In none of His saints is this power more manifested than in Paul the Apostle when from his Roman dungeon he writes to his beloved Philippians, being now "such a one as Paul the aged." Well-nigh thirty years had come and gone since the "glory of that light" revealed a Savior to his soul, years of unremitting toil and suffering, and "beside those things that are without... the care of all the churches" (2 Cor. 11:23-28). Yet now, arrived at the end of his course, he is separated from those individuals and assemblies so dearly loved; and the devoted servant learns about this season that all Asia had turned away from him, and even among those who had been a joy and refreshment to him, some were ashamed of his chain as "the prisoner of the Lord" (2 Tim. 1:15, 16; Eph. 4:1). Yet in his letter to the Philippians we find no vain repinings, no regrets. He has counted the cost, and in chapter 3 the aged man says, while recalling what he had done so long before (v. 7.) "What things were gain to me, those I counted loss for Christ." He goes over the list of what he took pride in—not bad things, but things that the flesh could glory in, made more attractive by this, that though they belonged to an economy that had passed away, they came from God Himself, Paul knew their value, he had felt their power, yet so had he learned Christ that there is no flinching now in his soul. "Yea, doubtless," he says, "and I count all things but loss for the excellency of the knowledge of Christ Jesus my Lord: for whom I have suffered the loss of all things." v. 8. I seem to see him there, his box of spikenard (as it were) in his hands, devoting to that glorified Lord all that he held precious.
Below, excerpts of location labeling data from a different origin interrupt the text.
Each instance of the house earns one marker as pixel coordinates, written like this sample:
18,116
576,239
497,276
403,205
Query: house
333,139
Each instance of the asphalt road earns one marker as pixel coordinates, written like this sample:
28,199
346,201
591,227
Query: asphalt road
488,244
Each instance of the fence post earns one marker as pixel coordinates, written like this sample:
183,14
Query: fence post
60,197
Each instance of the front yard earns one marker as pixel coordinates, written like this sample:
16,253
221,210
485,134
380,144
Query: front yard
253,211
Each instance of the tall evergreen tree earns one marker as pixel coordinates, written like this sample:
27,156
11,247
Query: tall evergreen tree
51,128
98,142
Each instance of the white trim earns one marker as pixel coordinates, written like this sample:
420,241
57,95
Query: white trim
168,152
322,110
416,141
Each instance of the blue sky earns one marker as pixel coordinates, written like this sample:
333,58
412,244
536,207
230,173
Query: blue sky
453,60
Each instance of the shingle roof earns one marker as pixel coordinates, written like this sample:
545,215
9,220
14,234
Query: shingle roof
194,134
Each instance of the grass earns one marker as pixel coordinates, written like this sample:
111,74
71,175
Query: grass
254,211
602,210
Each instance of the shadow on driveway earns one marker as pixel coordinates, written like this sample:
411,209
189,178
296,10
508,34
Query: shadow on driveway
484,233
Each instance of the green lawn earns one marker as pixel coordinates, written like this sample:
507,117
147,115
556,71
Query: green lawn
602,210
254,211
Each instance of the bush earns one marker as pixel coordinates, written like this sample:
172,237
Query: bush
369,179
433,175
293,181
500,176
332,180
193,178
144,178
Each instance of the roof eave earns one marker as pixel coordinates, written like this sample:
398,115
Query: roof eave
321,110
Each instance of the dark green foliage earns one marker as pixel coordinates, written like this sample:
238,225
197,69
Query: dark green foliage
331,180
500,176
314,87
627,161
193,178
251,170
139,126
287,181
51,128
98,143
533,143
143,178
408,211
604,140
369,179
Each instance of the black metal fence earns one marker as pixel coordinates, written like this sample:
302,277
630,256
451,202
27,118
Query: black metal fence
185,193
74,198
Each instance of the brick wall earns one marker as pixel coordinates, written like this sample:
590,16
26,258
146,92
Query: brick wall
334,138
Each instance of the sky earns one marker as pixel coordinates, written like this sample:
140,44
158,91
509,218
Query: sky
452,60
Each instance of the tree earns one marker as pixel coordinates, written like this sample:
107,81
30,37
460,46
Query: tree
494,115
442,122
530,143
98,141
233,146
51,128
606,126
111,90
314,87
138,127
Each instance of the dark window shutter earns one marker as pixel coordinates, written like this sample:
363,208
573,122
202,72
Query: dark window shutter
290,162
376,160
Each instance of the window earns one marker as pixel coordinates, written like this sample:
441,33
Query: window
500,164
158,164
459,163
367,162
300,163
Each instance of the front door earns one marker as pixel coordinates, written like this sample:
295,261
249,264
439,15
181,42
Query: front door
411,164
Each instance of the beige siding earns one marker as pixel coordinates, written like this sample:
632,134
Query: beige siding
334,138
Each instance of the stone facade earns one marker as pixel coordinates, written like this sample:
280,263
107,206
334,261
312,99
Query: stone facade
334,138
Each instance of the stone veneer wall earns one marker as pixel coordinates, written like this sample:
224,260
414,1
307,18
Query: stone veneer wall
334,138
All had descended with Him to the grave, and the desire of his soul now is that he may "if any way... arrive at the resurrection from among the dead" (v. 11; J.N.D. Trans.), a place with Christ in a deathless scene of glory. And if that prisoner could find in the offering sent through Epaphroditus "an odor of a sweet smell," we may say that for the heart of Christ that prison cell was "filled with the odor of the ointment."
May the Lord teach us what this devotedness is that dedicates all to Him as an intelligent service (Rom. 12:1).